Many parents expressed similar arguments on both sides.
Lara, a parent of four children at Morgan Mill ISD, said she supported Weatherford’s decision to eliminate mask requirements, and she hopes her district—which is next-door to Weatherford’s—does the same. She believes mask-wearing should be left up to parents to decide what is best for their family.

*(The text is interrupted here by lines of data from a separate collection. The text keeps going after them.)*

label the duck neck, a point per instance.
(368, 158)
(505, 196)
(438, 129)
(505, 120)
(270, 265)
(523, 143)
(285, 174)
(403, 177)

Lara asked that her last name not be used out of fear that her children would be retaliated against for her opinion.
“(Parents) are best suited to make the decision for their family based on their family’s health and immune system,” she said.
Morgan Mill, which has about 111 students, was on spring break on March 9 and will decide what to do about the mask requirement on March 17. If the district does not eliminate the requirement, Lara wants to move her children to Weatherford ISD. She said her children have had rashes or headaches from wearing the masks.
“I worry about the long-term effects of masks, especially in younger children who are developing speech and language,” she said.
Other parents worry that if masks are not required, their children—and the community—will suffer.
Amy Beerwinkle, mother of three children at Weatherford ISD, said she was not surprised by the district’s decision, but she was disappointed.
“I’m sure in the board’s minds, they’re doing what the public wanted,” she said. “But the school board needs to have a broader view of things than doing what is politically popular at the time, and this is one of them.”
She hoped that the district would wait until teachers were vaccinated to remove masks. Instead, she said, the board rushed to undo the mask requirement when the district only had to endure it for a few more months.